I had playdates, too, but mainly because my parents really wanted me to hang out with Indian kids and there just weren’t that many who lived that close.

Only a little bit.

The only “play date” I got when I was a kid - and it wasn’t called that - was when my mom wanted a coffee clutch with her woman friend across town so I got stuck hanging out with her kid while they chatted. I didn’t even like the kid, but I suppose it contributed to my socialization skills or something. It wasn’t about us kids though; we just got pawned off on each other.

I went on play dates as a kid, but we never called them that, and I don’t think we planned them more than a few days in advance. It was more like “Mom, can me and Dave hang out and play on Thursday?” With neighborhood kids it was more like

“Bye mom!”

“Hold on, mister, where do you think you’re going?”

“Me and Gordy and Doug are going to play rocket ships at Gordy’s house. Bye!”

“You have to ask my permis… tdn? tdn, you get back here right this instant!”

As a kid in the 80s and early 90s, my experience was that you just played with neighborhood kids, but you made play dates if mom had to run you someplace and pick you up later.

I used to just run around the neighborhood when we lived in town (well, village). When we moved up on the hill, I still was allowed to ride my bike a half-mile into town to play as long as I checked in at my parent’s general store every time I changed location significantly. When I got to middle school and had friends who lived out further in the sticks, we’d have play dates–except we didn’t call them that, we called them “Hey, mom, can I go over to Brian’s from one to maybe-four-or-I-can-call-when-I-need-a-ride?” These were always negotiated on the day of–around lunchtime I’d start pestering mom if I could have someone come over or go play with $FRIEND. The only time we scheduled in advance was when someone was going to an amusement park or something and taking friends along.

Once one of the kids in your peer group that your mom trusts gets a driver’s license, this fades away in favor of “hanging out”. In my group of friends, that was me because my mom was convinced other kids were death on wheels.

It’s generally just a matter of coordination. Like others said, it’s usually someone from school who’s not a neighbor, and the arrangement is usually reciprocal, since it frees up one of the parents up for a couple of hours to do their thing, and it comes in handy.
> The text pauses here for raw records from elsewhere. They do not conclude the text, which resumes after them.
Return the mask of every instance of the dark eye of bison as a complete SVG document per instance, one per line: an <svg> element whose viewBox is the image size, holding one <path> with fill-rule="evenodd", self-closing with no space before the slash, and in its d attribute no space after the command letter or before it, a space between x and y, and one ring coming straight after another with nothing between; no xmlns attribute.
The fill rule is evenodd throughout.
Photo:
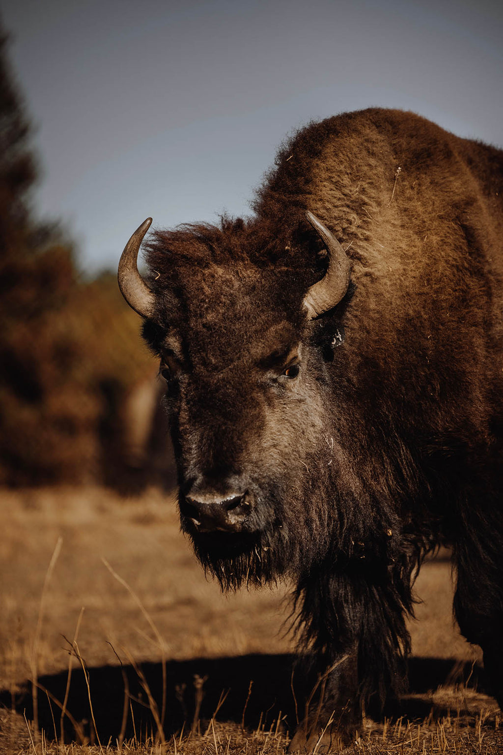
<svg viewBox="0 0 503 755"><path fill-rule="evenodd" d="M290 367L287 367L286 370L284 370L283 374L285 378L290 378L292 379L293 378L296 378L299 371L300 365L291 365Z"/></svg>

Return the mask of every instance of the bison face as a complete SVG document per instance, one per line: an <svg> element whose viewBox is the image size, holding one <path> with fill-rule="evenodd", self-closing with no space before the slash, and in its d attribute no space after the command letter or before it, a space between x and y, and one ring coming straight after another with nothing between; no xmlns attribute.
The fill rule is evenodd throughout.
<svg viewBox="0 0 503 755"><path fill-rule="evenodd" d="M315 499L337 443L312 319L333 297L325 279L306 293L299 270L231 254L170 272L149 290L144 335L167 384L182 528L225 587L298 573L329 536Z"/></svg>
<svg viewBox="0 0 503 755"><path fill-rule="evenodd" d="M246 564L248 579L262 578L272 549L282 543L283 553L308 519L320 448L329 461L326 366L302 297L284 293L295 286L243 268L195 278L184 322L160 349L182 528L214 571L232 562L244 576Z"/></svg>

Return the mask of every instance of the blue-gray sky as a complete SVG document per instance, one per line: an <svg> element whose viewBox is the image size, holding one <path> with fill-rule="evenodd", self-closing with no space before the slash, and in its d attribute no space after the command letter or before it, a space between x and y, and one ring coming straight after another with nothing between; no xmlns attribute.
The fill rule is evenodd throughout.
<svg viewBox="0 0 503 755"><path fill-rule="evenodd" d="M501 0L0 0L35 205L115 267L149 215L247 202L295 128L370 106L503 146Z"/></svg>

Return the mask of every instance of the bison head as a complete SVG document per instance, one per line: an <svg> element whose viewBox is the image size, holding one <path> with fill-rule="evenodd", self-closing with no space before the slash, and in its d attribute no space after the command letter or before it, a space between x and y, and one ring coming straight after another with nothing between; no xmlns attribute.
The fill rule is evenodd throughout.
<svg viewBox="0 0 503 755"><path fill-rule="evenodd" d="M225 587L298 574L330 539L342 458L321 316L348 298L350 266L307 218L305 243L325 250L317 274L301 242L271 245L242 221L158 232L147 285L136 257L149 219L119 264L167 384L182 528Z"/></svg>

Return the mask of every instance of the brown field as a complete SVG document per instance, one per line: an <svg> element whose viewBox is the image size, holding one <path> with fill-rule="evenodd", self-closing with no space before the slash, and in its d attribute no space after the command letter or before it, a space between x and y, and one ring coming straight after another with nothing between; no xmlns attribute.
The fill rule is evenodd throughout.
<svg viewBox="0 0 503 755"><path fill-rule="evenodd" d="M0 752L286 749L288 585L221 595L179 532L173 496L3 492L0 532ZM480 652L452 621L445 555L423 565L416 592L411 692L346 751L503 752Z"/></svg>

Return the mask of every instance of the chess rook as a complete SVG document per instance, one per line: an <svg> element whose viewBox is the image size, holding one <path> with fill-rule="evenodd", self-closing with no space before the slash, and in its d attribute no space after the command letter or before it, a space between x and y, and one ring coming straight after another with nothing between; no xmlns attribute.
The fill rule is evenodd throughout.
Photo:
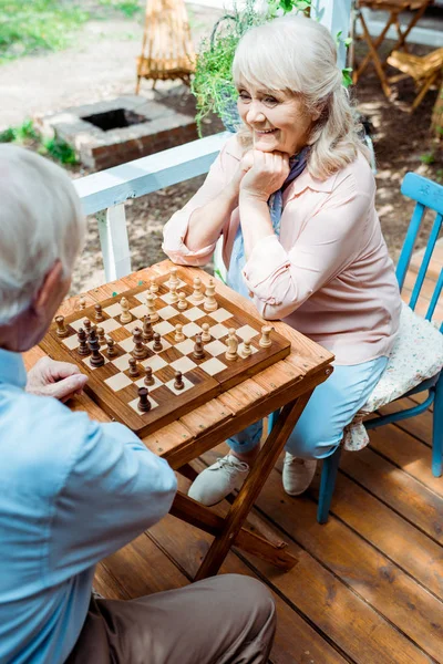
<svg viewBox="0 0 443 664"><path fill-rule="evenodd" d="M148 413L151 411L151 403L147 398L148 390L147 387L138 387L138 403L137 408L142 413Z"/></svg>

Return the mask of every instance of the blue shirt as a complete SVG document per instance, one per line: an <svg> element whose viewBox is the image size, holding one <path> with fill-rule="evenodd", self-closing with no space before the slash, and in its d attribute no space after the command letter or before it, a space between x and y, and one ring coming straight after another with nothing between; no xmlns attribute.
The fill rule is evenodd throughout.
<svg viewBox="0 0 443 664"><path fill-rule="evenodd" d="M169 510L169 466L125 426L24 392L0 349L0 662L65 661L94 567Z"/></svg>

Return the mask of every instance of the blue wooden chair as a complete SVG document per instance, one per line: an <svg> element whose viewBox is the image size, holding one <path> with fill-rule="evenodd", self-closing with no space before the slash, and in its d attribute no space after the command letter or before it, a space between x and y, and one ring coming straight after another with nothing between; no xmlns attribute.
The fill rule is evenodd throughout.
<svg viewBox="0 0 443 664"><path fill-rule="evenodd" d="M435 247L435 242L439 238L439 234L442 228L442 215L443 215L443 187L429 180L414 173L408 173L403 179L401 187L402 194L412 198L416 201L412 219L409 225L404 245L401 251L400 260L396 266L396 279L399 281L400 290L403 288L404 279L408 272L408 268L411 261L415 240L420 230L421 222L423 220L426 209L436 212L435 220L432 226L432 230L429 237L427 246L425 248L421 267L418 271L412 294L409 301L409 307L404 305L402 311L402 329L405 334L400 334L400 340L395 344L392 355L389 360L387 370L367 404L356 416L354 422L360 422L359 426L363 426L362 418L369 413L374 413L379 407L396 401L416 394L419 392L427 392L425 401L414 407L401 409L390 415L383 415L381 417L373 417L364 421L364 429L373 429L383 424L390 424L399 422L408 417L419 415L429 408L434 403L433 412L433 433L432 433L432 473L435 477L442 475L443 466L443 323L440 326L440 332L429 322L431 321L437 304L440 294L443 287L443 268L440 271L440 276L430 300L430 304L426 311L425 320L413 313L415 309L423 281L425 279L431 257ZM411 311L412 310L412 311ZM402 328L403 325L403 328ZM414 332L411 339L405 340L408 331L414 328ZM414 353L414 350L410 352L408 350L408 343L411 346L416 346L418 340L422 344L422 349L426 349L423 353L426 359L421 362L420 352ZM403 345L401 345L401 343ZM419 346L420 347L420 346ZM408 353L408 364L404 365L399 362L401 354ZM415 357L414 357L415 355ZM400 357L401 359L401 357ZM415 365L414 365L415 364ZM399 371L401 365L401 371ZM405 375L405 373L410 375ZM420 375L422 378L420 378ZM401 380L399 380L401 376ZM405 385L409 387L404 388ZM387 390L388 387L388 390ZM384 391L384 393L383 393ZM278 415L278 412L272 413L269 417L269 427L271 428L274 422ZM360 417L360 419L359 419ZM352 423L352 424L353 424ZM352 426L352 424L350 426ZM364 430L363 429L363 430ZM364 435L365 430L364 430ZM319 506L317 511L317 520L319 523L326 523L328 521L329 509L332 500L332 494L336 486L337 473L340 463L341 446L330 457L323 459L323 467L321 473L320 481L320 495Z"/></svg>

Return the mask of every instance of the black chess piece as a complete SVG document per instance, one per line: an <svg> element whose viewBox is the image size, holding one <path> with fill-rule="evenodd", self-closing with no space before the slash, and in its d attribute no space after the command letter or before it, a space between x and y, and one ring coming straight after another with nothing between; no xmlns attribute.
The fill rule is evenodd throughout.
<svg viewBox="0 0 443 664"><path fill-rule="evenodd" d="M138 403L137 408L142 413L148 413L151 411L151 402L147 398L147 387L138 387Z"/></svg>

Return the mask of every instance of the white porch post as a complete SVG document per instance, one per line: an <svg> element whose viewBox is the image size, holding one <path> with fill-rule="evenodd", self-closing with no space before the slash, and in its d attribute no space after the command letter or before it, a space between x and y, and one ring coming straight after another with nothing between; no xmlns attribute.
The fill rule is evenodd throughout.
<svg viewBox="0 0 443 664"><path fill-rule="evenodd" d="M333 38L341 31L341 38L346 39L349 37L351 24L351 4L352 0L312 0L311 17L326 25ZM343 69L346 66L346 48L343 43L340 43L338 52L338 65Z"/></svg>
It doesn’t arise from micromanagement/overscheduling in my experience. (3 kids 10 and under). And my kids still just go out and play with the neighborhood kids, as well.

Ditto for me. I grew up in a much smaller town, with more similarly-aged kids within walking distance, than where I now live with my wife and three boys (ages 11, 8 and 5). Play dates here are more a matter of parents arranging transportation and assuring availability of kids rather than micromanaging their kids’ schedules or being overprotective, IMHO.

Spankings and oral sex mainly.

It’s a dumb name. When I first heard it I thought people were getting their boy and girls together and having them pretend like they were on a date. Why not just call it hanging out? Or playing. Or any term that can’t be confused for the sum of its parts.